The federal government gave the railroad owners large tracts of land to reimburse the cost of building the railroads. There was graft associated with this, but the basic idea of trading land for a transcontinental transportation system made sense. When the railroads began selling the land, they did make claims that seem farfetched today, as you can see in the Atchison, Topeka and Santa Fe poster we included among the volumes’s images. It advertises land in southwest Kansas as ideal for fruit orchards: “temperate climate . . . pure and abundant water!”
Actually, for a few decades following the Civil War, the Midwest enjoyed good rainfall. Yet the aridity of the climate was debated. We include an excerpt from C. D. Wilbur, who claimed that “rain follows the plough.” We also include a map drawn by John Wesley Powell, who marks out the watersheds and a large arid region west of the 100th meridian.
Those farmers who did settle the West objected most to the monopolization of railroad transport for their crops. The railroads had been set up through government aid; yet now, according to the farmers, they were colluding to keep rates high. The farmers wanted government regulation to prevent this. This led to the Grange movement, which began in the 1870s. It was the first of a century of reform movements. In a way, the Progressive movement began in the effort to impose order on the disorderly westward expansion.
For about 120 years, the West accommodated the individual ambitions of Americans hoping to become landowners. But by the end of your collection, Theodore Roosevelt is proposing legislation that would put stewardship of unsettled land into the hands of the federal government, so as to conserve natural resources. Does the history of American settlement of the West help to explain the challenges faced by the American conservation movement today?
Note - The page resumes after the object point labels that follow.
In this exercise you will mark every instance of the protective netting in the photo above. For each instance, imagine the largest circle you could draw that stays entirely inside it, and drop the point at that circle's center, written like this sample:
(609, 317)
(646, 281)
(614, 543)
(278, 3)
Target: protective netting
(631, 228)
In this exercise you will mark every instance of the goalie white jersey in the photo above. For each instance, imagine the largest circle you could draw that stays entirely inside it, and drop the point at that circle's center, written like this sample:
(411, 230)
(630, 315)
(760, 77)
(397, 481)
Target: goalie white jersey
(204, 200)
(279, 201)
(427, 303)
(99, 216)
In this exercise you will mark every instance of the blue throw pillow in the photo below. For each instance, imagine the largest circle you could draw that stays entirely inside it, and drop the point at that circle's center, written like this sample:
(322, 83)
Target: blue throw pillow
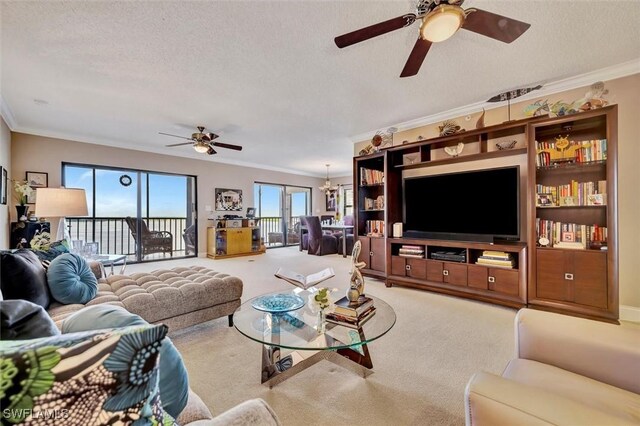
(174, 381)
(100, 377)
(70, 279)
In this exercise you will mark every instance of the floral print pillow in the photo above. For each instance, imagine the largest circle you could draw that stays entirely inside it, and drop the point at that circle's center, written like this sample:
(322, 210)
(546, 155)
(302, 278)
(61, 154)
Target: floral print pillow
(98, 377)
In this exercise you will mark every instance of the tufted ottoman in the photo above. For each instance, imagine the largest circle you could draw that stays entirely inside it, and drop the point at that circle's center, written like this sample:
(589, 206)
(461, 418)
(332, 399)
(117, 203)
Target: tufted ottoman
(178, 297)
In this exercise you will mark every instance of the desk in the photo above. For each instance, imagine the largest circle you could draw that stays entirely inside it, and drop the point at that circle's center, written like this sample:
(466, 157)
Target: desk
(110, 259)
(342, 228)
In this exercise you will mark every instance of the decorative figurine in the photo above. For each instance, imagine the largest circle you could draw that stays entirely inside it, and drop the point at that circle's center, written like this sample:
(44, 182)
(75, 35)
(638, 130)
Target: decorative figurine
(454, 151)
(356, 283)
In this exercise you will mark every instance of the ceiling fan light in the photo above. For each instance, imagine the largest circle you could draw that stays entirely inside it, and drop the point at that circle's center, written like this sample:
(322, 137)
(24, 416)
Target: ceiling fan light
(201, 147)
(441, 23)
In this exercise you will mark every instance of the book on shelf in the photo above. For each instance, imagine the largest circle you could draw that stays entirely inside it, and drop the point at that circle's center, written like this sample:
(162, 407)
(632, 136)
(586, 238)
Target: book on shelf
(371, 177)
(375, 227)
(352, 309)
(558, 232)
(586, 151)
(351, 322)
(303, 281)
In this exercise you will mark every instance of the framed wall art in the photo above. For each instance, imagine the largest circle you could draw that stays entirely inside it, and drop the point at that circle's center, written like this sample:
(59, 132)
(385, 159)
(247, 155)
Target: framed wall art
(4, 182)
(37, 179)
(332, 201)
(228, 199)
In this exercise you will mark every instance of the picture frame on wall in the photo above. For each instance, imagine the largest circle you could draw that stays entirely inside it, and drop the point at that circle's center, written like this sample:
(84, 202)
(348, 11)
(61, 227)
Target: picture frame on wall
(332, 201)
(37, 179)
(228, 199)
(4, 182)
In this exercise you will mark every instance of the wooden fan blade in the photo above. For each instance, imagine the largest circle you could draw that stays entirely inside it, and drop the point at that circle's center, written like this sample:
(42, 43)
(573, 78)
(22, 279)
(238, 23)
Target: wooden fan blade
(227, 145)
(175, 136)
(495, 26)
(179, 144)
(374, 30)
(416, 58)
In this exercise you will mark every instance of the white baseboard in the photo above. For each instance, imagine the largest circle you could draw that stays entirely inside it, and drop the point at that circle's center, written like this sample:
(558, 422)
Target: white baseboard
(629, 313)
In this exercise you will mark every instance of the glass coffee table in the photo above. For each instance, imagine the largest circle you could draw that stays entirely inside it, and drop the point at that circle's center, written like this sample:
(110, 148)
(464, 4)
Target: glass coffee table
(291, 341)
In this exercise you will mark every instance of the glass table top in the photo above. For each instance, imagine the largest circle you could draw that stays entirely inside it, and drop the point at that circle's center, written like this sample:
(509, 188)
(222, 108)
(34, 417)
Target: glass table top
(297, 329)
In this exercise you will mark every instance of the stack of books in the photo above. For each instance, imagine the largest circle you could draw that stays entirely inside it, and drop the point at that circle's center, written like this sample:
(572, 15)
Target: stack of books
(352, 314)
(496, 258)
(407, 250)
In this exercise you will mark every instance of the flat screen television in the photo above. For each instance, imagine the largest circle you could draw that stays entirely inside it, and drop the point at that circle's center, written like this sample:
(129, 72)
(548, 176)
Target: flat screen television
(479, 205)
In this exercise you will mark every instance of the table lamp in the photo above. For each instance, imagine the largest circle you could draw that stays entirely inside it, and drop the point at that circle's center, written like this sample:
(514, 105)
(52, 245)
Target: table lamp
(61, 202)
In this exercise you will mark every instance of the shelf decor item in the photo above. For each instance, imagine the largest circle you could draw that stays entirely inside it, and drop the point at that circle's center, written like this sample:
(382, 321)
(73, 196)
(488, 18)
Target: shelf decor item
(454, 151)
(506, 145)
(512, 94)
(449, 127)
(278, 303)
(228, 199)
Roosevelt’s 1907 speech announced that now not only the land, but also the forests on the land and minerals in it are limited. Roosevelt wanted to manage these resources for the use of future generations.
We include the famous 1890 essay, “The Significance of the Frontier in American History.” Frederick Jackson Turner claimed that the frontier had closed; yet what the West represented remains deeply lodged in the American soul. Its unsettled land provided tangible evidence of equality of opportunity. When that ended, Americans had to find this opportunity elsewhere. We’re still dealing with the consequences. I believe there is more equality of opportunity today than in 19th century America, but it is probably not as clear to people today as it was when any American could look west and see the possibility of a better life.